A tree stands vertically on a hillside which makes an angle of 18 degrees with the horizontal. From a point A along the hillside, the angle of elevation of the top of the tree is 40 degrees.From a point B 60 ft closer to the tree, the angle of elevation of the top is 58 degrees.
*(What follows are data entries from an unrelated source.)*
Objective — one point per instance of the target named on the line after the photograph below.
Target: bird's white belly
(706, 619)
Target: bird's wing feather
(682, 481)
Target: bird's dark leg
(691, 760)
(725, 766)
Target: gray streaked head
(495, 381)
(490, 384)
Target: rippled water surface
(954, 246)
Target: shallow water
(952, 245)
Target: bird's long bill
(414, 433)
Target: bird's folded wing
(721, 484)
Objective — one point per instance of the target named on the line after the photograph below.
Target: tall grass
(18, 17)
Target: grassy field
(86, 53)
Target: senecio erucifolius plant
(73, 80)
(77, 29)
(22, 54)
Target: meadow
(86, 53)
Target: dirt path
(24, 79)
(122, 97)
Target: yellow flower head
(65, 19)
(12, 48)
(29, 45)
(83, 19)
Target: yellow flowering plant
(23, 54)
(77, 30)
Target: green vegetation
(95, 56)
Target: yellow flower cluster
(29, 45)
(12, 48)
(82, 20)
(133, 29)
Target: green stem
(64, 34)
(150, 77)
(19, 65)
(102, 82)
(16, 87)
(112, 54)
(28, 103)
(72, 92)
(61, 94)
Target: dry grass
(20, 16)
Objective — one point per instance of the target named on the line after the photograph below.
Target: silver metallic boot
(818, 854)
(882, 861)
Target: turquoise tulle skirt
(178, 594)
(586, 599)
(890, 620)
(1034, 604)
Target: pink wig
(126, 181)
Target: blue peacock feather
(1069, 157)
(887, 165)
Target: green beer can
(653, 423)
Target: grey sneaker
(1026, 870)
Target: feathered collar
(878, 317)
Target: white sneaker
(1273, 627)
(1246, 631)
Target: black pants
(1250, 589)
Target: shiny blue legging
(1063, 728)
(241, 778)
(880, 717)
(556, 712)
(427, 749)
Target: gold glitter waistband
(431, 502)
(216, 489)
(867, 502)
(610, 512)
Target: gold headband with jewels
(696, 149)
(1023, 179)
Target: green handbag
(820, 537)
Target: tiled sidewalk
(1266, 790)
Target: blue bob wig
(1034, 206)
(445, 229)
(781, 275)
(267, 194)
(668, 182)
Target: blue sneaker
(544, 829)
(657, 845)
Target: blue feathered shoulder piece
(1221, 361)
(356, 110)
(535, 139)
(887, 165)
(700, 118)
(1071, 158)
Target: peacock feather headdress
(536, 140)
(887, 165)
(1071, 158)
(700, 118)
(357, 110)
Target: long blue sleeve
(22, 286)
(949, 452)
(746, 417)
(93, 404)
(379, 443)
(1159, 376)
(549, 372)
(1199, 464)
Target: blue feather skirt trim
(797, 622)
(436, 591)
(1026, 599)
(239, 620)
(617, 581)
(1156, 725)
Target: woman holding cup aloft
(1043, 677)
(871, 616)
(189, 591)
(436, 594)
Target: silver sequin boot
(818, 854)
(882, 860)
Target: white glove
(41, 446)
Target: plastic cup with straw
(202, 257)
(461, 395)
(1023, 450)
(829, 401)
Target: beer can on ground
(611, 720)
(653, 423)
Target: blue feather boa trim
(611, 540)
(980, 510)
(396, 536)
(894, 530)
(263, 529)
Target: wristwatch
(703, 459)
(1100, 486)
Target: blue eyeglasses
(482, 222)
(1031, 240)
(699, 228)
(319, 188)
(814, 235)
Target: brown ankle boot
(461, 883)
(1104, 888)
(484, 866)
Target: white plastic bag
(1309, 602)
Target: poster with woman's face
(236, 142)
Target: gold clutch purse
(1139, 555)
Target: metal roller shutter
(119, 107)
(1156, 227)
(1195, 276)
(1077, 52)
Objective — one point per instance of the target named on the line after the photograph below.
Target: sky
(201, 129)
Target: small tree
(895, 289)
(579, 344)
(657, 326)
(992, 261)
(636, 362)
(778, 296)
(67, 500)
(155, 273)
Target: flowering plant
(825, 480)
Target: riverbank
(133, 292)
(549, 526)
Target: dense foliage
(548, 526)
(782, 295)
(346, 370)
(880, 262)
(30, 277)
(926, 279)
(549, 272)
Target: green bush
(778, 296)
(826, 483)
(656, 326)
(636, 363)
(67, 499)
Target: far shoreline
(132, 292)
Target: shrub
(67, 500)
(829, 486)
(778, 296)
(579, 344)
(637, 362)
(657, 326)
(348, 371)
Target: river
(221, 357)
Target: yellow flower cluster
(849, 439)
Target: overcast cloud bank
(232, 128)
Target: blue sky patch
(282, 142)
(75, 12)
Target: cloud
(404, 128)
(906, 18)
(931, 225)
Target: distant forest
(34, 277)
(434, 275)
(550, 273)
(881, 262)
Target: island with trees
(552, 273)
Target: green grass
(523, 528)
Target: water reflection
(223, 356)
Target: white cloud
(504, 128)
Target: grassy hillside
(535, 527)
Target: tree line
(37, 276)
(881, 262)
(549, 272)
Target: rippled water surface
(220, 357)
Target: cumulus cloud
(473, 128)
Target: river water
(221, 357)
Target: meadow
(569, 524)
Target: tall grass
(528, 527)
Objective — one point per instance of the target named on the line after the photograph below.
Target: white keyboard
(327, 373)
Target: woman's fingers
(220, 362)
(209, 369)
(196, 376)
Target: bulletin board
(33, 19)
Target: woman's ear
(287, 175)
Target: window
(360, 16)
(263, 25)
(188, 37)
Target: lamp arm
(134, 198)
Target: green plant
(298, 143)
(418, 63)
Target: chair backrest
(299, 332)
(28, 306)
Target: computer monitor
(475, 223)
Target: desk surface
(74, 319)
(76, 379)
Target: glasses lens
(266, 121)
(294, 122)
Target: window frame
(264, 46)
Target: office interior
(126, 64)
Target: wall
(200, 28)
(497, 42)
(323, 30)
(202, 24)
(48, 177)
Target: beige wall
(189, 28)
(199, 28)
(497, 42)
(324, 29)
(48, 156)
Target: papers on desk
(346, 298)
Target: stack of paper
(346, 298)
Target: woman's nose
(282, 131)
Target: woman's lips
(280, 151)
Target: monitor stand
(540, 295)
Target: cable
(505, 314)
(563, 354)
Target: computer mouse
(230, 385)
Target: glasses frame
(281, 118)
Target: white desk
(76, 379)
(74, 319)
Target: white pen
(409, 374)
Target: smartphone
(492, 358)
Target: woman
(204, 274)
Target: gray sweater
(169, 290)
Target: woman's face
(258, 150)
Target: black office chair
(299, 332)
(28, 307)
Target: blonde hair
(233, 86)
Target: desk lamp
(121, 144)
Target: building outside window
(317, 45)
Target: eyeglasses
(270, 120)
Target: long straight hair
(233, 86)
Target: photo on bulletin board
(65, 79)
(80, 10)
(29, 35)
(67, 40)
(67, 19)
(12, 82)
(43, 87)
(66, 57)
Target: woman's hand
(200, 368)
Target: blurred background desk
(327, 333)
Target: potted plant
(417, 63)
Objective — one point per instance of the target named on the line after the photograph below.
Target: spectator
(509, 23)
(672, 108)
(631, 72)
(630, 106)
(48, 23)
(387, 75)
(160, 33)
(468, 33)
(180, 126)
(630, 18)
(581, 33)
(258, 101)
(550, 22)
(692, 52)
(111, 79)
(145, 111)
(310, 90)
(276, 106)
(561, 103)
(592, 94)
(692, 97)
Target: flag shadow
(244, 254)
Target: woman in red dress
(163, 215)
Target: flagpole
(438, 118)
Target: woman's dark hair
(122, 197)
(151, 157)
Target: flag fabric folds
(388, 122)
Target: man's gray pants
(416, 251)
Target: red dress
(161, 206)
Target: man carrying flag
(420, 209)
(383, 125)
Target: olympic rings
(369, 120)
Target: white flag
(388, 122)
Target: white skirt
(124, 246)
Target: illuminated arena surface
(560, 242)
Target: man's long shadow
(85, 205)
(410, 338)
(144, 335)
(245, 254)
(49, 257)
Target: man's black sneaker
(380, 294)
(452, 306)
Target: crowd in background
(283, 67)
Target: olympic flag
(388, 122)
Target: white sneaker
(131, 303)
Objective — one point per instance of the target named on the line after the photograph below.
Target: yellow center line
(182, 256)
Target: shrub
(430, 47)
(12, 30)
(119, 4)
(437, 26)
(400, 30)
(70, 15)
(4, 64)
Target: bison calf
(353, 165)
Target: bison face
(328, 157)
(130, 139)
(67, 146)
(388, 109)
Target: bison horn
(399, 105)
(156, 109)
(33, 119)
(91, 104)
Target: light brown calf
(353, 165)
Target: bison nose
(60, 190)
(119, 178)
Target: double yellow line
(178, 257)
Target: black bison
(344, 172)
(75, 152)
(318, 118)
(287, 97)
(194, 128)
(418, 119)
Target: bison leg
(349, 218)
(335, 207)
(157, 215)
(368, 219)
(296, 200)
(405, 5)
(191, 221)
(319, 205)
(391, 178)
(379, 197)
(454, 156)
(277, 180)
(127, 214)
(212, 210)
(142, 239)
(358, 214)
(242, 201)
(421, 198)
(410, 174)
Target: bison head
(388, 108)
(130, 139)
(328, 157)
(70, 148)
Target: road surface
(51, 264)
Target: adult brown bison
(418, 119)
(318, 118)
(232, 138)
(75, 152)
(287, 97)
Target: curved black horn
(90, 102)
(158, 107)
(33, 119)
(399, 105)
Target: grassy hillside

Find the height of the tree.

Answer 1

Let the tree's height be represented by the line GT where G is the ground base and T the top of the tree.

TÂG=TÂB=40°, TB̂G=58°, therefore since TB̂G=TÂB+BT̂A as the exterior angle of triangle TAB, BT̂A=58-40=18°. Because GT is vertical, TĜB=90-18=72° and GT̂B=180-(TĜB+TB̂G)=180-(72+58)=50°. AB=60ft.

Sine Rule:

AB/sinBT̂A=TB/sinTÂB, TB=ABsinTÂB/sinBT̂A=60sin40°/sin18°;

GT/sinTB̂G=TB/sinTĜB, GT=TBsinTB̂G/sinTĜB=TBsin58°/sin72°,

GT=(60sin40°/sin18°)(sin58°/sin72°)=60sin40°sin58°/(sin18°sin72°)=111.29ft approximately.

(Since sin72°=cos18°, sin18°sin72°=sin18°cos18°=½sin36°, so we could have used GT=120sin40°sin58°/sin36°.)

So the height of the tree (GT)=111.29ft.

The green line represents the hill inclined at 18° to the horizontal.